Bütün mahallelerin temel merkezi dini mabetlerdir.

Cami ya da mescidin olduğu yer toplanma yeridir. Mahallede yaşayan insanlar her zaman aynı meslek mensubu olmayıp farklı meslek mensubu olanlar da ikamet etmekteydi.

Osmanlı döneminde mahallelerde mahalle halkı birbirlerinin kefili oldukları için faili belli olmayan ve mahallede işlenen suçlardan dolayı bütün mahalleli zan altında kalırdı.

Mahalle mensupları isterlerse gayri ahlaki davranışta bulunanları, gürültü ve adi suç işleyenleri kadı aracılığıyla kendi mahallelerinden çıkarma yetkisine sahiplerdi. Özellikle gayri ahlaki davranışı olanların kapılarına katran çalınır ve bütün toplum tecrit ederdi.

Osmanlı mahalleleri tahrir defterlerine şehrin en büyük mahallesinden başlanarak kaydedilirdi. Önce mahalle imamı ve cami görevlileri sonra varsa diğer askeri ve dini görevliler daha sonrada mahalle sakinlerinin kendilerinin ve babalarının adı ve varsa meslekleri yazılırdı. Aynı zamanda mahalledeki erkek nüfus içerisinde özürlü olanlar özrü ile, fakir olanlar fakirül hal, yaşlı olanlar da piri fani diye kaydedilirdi.

Mahallenin toplanma merkezi cami ya da mescit olduğu için imam, mahallede yaşayan halkın temsilcisi idi. Aynı zamanda mahalleli kethüda adı verilen bir görevli daha seçerdi.

Bu yüzden mahallenin iki amiri vardır. Mahalleliden biri herhangi bir suç işlerse, şahitliğine başvurulursa ya da kadının önünde bir davaya çıkacak olursa o kişi için mahalle imamının, mahalle kethüdasının ve mahalle sakinlerinin şehadeti çok önemliydi.

Osmanlı şehirlerindeki gayrimüslim mahallelerinde ise yine mahalle kethüdası ve yine dini görevlileri vardı. Gayrimüslim mahallelerde bulunan kethüdalara 19. Yüzyılda yaygın olarak kocabaş denilmeye başlanmıştır. Halk da bunlara kendi arasında çorbacı derdi.
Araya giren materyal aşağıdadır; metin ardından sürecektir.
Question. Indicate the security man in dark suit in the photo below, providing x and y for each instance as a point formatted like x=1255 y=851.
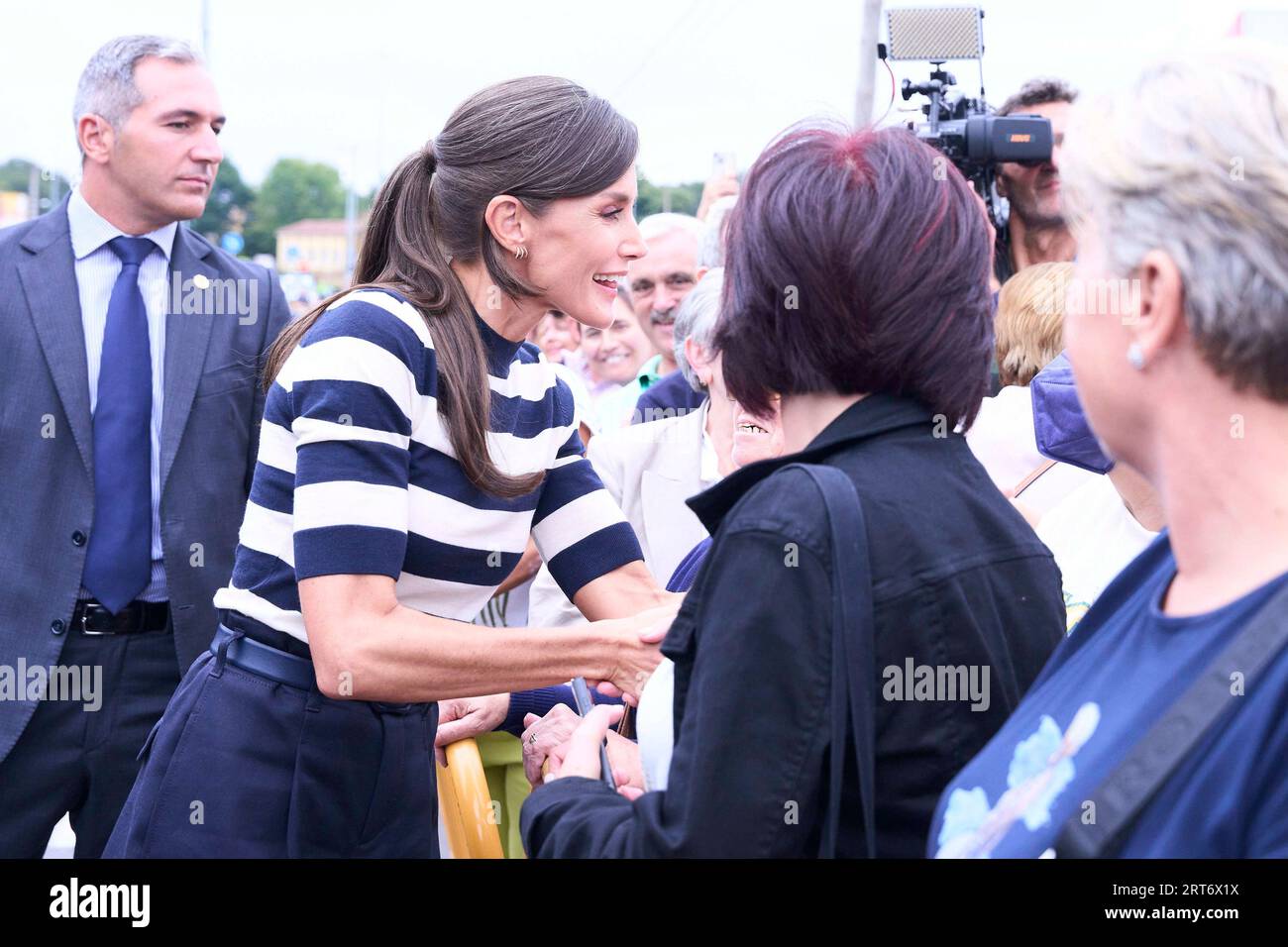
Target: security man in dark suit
x=129 y=418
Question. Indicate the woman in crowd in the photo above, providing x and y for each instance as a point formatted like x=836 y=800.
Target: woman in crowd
x=1029 y=328
x=612 y=355
x=855 y=289
x=1107 y=522
x=1186 y=380
x=411 y=444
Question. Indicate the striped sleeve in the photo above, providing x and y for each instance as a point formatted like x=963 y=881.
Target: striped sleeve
x=353 y=388
x=580 y=531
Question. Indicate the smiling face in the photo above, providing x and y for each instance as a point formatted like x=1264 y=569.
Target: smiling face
x=617 y=351
x=1034 y=192
x=660 y=281
x=163 y=158
x=756 y=437
x=557 y=334
x=581 y=247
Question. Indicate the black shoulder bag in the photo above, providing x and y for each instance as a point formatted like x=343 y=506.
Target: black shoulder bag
x=853 y=651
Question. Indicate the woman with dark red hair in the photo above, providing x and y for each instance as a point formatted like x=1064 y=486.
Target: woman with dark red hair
x=872 y=608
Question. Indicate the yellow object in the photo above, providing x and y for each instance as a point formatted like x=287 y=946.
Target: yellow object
x=469 y=814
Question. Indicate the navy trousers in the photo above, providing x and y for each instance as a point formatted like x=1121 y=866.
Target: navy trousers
x=80 y=758
x=241 y=766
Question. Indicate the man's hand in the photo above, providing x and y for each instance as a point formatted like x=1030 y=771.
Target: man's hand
x=468 y=716
x=544 y=735
x=638 y=654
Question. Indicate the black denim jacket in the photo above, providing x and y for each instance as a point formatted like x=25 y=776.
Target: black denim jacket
x=961 y=586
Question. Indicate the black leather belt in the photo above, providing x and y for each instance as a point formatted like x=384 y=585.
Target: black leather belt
x=93 y=618
x=263 y=660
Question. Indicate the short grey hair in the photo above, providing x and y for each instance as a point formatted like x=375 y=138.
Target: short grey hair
x=107 y=84
x=1192 y=158
x=696 y=318
x=660 y=224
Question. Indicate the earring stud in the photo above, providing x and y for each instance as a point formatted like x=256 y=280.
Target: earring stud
x=1136 y=357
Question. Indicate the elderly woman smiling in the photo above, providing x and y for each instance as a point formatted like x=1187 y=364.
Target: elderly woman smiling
x=1180 y=183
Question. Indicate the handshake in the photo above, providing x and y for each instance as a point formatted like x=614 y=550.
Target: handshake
x=562 y=742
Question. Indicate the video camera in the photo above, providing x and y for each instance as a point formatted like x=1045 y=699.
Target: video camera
x=964 y=129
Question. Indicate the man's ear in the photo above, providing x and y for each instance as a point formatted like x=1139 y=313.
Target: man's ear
x=1155 y=304
x=97 y=138
x=698 y=360
x=1001 y=182
x=506 y=218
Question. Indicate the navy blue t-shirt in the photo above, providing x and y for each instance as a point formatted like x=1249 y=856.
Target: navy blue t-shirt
x=1100 y=692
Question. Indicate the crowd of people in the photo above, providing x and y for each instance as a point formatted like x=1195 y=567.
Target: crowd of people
x=877 y=530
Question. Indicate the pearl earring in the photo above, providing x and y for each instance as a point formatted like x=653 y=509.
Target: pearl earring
x=1136 y=357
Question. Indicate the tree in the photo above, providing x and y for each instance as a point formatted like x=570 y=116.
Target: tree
x=228 y=196
x=294 y=189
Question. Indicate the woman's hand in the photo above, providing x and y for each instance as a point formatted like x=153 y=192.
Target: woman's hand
x=468 y=716
x=580 y=754
x=542 y=736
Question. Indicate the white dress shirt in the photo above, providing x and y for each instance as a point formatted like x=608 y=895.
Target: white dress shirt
x=97 y=268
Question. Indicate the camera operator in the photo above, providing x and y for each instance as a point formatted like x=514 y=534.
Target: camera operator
x=1035 y=231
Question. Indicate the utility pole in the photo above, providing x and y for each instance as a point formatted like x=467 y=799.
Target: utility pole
x=868 y=33
x=205 y=34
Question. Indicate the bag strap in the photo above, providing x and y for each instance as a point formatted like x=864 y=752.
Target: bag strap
x=1031 y=475
x=853 y=652
x=1154 y=758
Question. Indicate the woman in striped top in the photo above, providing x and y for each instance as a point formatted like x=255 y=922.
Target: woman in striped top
x=410 y=445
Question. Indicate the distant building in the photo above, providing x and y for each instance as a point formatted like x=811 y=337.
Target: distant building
x=14 y=208
x=318 y=248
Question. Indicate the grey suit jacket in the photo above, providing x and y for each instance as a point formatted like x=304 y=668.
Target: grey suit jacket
x=209 y=438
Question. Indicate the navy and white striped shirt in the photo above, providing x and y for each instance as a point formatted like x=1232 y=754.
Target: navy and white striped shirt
x=356 y=474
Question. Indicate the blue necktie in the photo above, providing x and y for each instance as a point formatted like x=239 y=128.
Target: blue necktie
x=119 y=560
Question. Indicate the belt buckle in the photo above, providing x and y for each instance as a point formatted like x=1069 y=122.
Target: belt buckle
x=85 y=613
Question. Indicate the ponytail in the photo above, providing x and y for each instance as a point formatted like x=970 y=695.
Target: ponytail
x=400 y=252
x=539 y=140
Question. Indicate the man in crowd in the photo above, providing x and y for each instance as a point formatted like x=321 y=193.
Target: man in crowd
x=129 y=434
x=657 y=282
x=1035 y=231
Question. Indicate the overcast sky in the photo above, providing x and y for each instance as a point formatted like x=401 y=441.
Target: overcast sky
x=361 y=82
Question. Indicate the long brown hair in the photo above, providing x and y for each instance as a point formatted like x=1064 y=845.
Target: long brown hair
x=537 y=140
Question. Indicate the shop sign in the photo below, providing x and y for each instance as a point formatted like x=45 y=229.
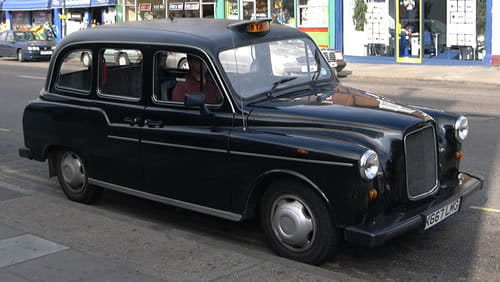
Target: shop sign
x=176 y=6
x=145 y=7
x=192 y=6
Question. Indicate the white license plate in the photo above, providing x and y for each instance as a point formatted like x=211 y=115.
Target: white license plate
x=439 y=215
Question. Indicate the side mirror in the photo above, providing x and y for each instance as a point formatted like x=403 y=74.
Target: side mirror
x=196 y=100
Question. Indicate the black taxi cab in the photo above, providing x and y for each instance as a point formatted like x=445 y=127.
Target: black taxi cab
x=256 y=125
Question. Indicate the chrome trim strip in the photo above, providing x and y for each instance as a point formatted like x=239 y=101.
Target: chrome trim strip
x=85 y=108
x=123 y=138
x=436 y=185
x=168 y=201
x=50 y=82
x=184 y=146
x=291 y=159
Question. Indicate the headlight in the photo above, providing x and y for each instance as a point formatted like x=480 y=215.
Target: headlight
x=368 y=165
x=461 y=128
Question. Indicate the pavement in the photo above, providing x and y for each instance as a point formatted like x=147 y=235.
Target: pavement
x=465 y=74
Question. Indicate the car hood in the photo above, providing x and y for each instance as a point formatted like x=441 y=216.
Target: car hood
x=39 y=43
x=348 y=115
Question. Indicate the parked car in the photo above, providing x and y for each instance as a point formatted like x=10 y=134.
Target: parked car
x=25 y=45
x=244 y=134
x=335 y=58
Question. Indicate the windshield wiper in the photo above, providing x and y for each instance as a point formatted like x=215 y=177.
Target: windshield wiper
x=281 y=81
x=318 y=68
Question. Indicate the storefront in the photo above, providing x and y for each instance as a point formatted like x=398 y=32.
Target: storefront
x=415 y=31
x=139 y=10
x=24 y=15
x=314 y=17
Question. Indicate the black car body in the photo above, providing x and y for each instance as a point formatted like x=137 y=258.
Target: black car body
x=25 y=45
x=287 y=143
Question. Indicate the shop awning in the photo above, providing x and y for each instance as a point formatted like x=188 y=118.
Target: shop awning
x=82 y=3
x=24 y=5
x=95 y=3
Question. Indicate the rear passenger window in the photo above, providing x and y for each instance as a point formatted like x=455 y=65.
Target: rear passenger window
x=74 y=74
x=120 y=73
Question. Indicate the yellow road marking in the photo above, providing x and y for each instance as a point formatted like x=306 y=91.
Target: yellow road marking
x=7 y=170
x=485 y=209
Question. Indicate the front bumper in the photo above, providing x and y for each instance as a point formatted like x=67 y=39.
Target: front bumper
x=388 y=226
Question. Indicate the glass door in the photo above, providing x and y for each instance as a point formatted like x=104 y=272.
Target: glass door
x=248 y=9
x=208 y=10
x=409 y=31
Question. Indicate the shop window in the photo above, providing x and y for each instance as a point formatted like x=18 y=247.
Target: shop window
x=73 y=73
x=283 y=12
x=313 y=13
x=232 y=12
x=120 y=73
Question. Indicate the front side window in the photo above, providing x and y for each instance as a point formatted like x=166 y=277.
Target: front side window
x=73 y=74
x=178 y=74
x=256 y=70
x=120 y=73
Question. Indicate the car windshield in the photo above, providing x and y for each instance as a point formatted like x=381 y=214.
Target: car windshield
x=28 y=36
x=260 y=69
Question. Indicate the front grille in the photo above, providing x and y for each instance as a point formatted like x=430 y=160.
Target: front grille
x=421 y=162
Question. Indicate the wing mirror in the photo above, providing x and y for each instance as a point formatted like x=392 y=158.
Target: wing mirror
x=196 y=100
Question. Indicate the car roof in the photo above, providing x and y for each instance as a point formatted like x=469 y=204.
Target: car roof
x=212 y=35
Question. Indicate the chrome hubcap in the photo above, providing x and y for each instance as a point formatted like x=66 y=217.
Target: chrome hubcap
x=73 y=172
x=293 y=222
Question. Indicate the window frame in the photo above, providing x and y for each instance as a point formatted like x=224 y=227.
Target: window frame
x=100 y=54
x=159 y=102
x=71 y=90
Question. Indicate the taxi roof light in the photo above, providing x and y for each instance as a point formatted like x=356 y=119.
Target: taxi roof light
x=258 y=27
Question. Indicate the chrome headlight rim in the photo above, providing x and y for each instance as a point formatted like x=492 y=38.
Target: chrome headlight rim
x=369 y=165
x=461 y=128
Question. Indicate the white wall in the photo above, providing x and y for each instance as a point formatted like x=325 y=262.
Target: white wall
x=495 y=24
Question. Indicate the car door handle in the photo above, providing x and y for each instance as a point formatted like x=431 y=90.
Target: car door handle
x=153 y=123
x=132 y=120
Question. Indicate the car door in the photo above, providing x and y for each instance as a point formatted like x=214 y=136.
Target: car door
x=185 y=150
x=120 y=98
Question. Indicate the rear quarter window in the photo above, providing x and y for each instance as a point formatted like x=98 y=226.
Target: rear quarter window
x=74 y=74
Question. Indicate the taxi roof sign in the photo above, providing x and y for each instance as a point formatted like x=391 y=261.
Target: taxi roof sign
x=258 y=26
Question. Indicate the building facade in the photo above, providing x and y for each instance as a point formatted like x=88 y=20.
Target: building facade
x=60 y=16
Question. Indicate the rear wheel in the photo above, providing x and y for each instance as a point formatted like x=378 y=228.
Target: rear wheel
x=297 y=223
x=20 y=55
x=73 y=177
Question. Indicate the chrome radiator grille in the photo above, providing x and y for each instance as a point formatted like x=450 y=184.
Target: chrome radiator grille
x=421 y=162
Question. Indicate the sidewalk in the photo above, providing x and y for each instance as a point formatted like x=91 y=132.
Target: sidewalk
x=464 y=74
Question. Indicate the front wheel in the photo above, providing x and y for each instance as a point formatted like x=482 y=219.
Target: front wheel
x=73 y=178
x=297 y=223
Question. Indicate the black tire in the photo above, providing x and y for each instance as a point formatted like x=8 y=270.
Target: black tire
x=20 y=56
x=323 y=241
x=73 y=178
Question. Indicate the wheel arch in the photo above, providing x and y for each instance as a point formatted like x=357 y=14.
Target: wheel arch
x=264 y=181
x=50 y=154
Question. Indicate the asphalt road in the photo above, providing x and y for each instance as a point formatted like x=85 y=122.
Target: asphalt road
x=137 y=237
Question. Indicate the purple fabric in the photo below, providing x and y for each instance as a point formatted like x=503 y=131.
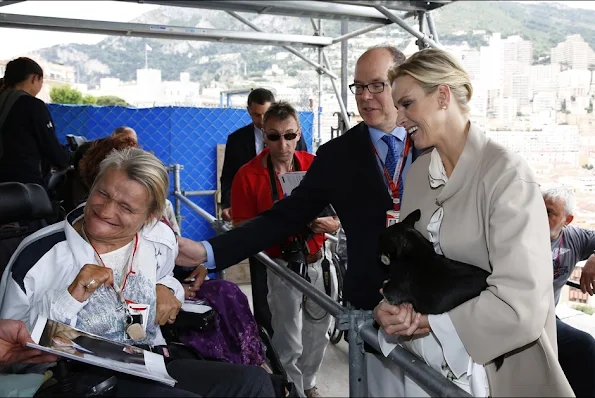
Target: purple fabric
x=235 y=337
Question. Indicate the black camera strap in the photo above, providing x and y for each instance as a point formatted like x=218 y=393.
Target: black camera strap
x=273 y=176
x=326 y=265
x=326 y=270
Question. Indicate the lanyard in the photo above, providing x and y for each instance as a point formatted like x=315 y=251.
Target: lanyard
x=118 y=289
x=395 y=188
x=273 y=176
x=558 y=265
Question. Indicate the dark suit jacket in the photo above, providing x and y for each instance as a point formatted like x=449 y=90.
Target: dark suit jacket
x=239 y=150
x=345 y=173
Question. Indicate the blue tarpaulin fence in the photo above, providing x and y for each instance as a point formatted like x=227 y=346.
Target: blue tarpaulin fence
x=188 y=136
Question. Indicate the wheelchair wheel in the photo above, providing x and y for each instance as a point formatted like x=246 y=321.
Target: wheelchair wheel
x=335 y=335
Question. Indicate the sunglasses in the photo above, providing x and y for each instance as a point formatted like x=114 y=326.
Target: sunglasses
x=286 y=136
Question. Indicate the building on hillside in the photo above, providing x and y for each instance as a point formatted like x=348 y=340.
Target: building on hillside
x=149 y=90
x=573 y=53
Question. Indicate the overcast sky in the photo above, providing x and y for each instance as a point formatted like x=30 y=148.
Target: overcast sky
x=16 y=42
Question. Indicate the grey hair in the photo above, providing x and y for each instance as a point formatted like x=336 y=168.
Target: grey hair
x=397 y=56
x=565 y=195
x=143 y=167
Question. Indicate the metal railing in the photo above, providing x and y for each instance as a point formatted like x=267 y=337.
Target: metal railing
x=358 y=323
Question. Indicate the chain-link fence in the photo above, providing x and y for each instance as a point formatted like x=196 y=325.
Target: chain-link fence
x=188 y=136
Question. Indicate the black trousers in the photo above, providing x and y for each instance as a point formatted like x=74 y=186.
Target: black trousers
x=195 y=379
x=576 y=354
x=260 y=290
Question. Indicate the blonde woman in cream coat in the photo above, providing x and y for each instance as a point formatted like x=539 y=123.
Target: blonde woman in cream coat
x=480 y=204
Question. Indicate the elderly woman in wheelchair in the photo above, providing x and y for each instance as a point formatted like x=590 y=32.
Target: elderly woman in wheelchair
x=108 y=270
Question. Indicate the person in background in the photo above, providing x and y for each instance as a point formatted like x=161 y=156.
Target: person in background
x=350 y=173
x=29 y=147
x=114 y=254
x=243 y=145
x=122 y=131
x=571 y=244
x=234 y=337
x=300 y=340
x=125 y=131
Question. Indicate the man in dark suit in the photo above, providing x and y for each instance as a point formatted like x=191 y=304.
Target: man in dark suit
x=241 y=147
x=349 y=173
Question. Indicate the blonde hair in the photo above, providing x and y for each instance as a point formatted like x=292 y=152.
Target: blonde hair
x=143 y=167
x=432 y=67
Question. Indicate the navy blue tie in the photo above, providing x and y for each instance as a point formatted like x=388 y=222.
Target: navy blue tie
x=392 y=157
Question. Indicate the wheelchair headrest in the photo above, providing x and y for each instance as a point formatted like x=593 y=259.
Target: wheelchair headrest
x=23 y=202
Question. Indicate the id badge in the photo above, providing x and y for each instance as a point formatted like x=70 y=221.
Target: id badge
x=139 y=313
x=392 y=217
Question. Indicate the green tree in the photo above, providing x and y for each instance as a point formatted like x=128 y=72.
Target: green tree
x=66 y=95
x=111 y=100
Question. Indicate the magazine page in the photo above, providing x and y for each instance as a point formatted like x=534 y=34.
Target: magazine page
x=290 y=181
x=68 y=342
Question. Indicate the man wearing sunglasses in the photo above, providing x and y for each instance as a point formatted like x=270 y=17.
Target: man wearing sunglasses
x=256 y=187
x=242 y=146
x=350 y=173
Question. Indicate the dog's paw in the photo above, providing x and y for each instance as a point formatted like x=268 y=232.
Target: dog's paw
x=384 y=259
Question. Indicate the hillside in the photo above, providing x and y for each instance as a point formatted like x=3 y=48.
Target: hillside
x=546 y=24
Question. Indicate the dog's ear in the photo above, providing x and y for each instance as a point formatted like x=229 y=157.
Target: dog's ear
x=412 y=218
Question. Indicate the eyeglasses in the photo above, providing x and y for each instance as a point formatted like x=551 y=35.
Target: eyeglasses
x=288 y=136
x=373 y=88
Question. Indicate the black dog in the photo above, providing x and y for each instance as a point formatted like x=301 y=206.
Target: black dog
x=431 y=283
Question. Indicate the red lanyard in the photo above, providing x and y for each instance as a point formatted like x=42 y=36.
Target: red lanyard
x=559 y=265
x=394 y=188
x=129 y=267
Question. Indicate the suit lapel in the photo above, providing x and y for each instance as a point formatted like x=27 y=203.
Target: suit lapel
x=248 y=139
x=364 y=161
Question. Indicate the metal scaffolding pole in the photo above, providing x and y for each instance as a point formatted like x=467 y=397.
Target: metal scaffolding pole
x=342 y=107
x=320 y=54
x=129 y=29
x=338 y=94
x=385 y=11
x=292 y=50
x=301 y=8
x=421 y=19
x=345 y=35
x=432 y=26
x=345 y=58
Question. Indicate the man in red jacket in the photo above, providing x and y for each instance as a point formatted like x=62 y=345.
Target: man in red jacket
x=300 y=337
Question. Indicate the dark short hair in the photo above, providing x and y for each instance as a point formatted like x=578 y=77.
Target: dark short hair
x=260 y=96
x=120 y=130
x=281 y=111
x=396 y=54
x=18 y=70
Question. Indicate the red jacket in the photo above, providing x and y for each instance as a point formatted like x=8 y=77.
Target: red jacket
x=251 y=194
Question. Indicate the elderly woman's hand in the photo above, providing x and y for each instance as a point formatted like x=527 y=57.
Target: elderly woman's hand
x=168 y=305
x=323 y=225
x=195 y=279
x=400 y=319
x=588 y=276
x=89 y=278
x=190 y=253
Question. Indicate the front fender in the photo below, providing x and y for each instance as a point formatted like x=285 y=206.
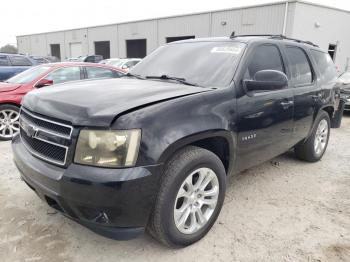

Aynı yapılanma Osmanlıların nahiye ve köylerinde de vardı.

Osmanlı mahallesinde mahalle halkının birbirine kefil yapılmasının iki sebebi vardır:

1- Vergi yükümlülüğünün tam olarak tespit edilip vergilerin eksiksiz toplanmasının sağlanması,

2- Merkezi otoritenin ve asayişin daha düzenli olarak sağlanmaya çalışılması.

Mahalle imamı ve kethüdası devlet yanında halkın en önemli temsilcileriydi.

Halkın istek ve şikayetleri bu ikisi tarafından kadı efendiye arz edilirdi. Kadı da devletin emir ve yasaklarını mahalle imamı ve mahalle kethüdası vasıtasıyla halka duyururdu.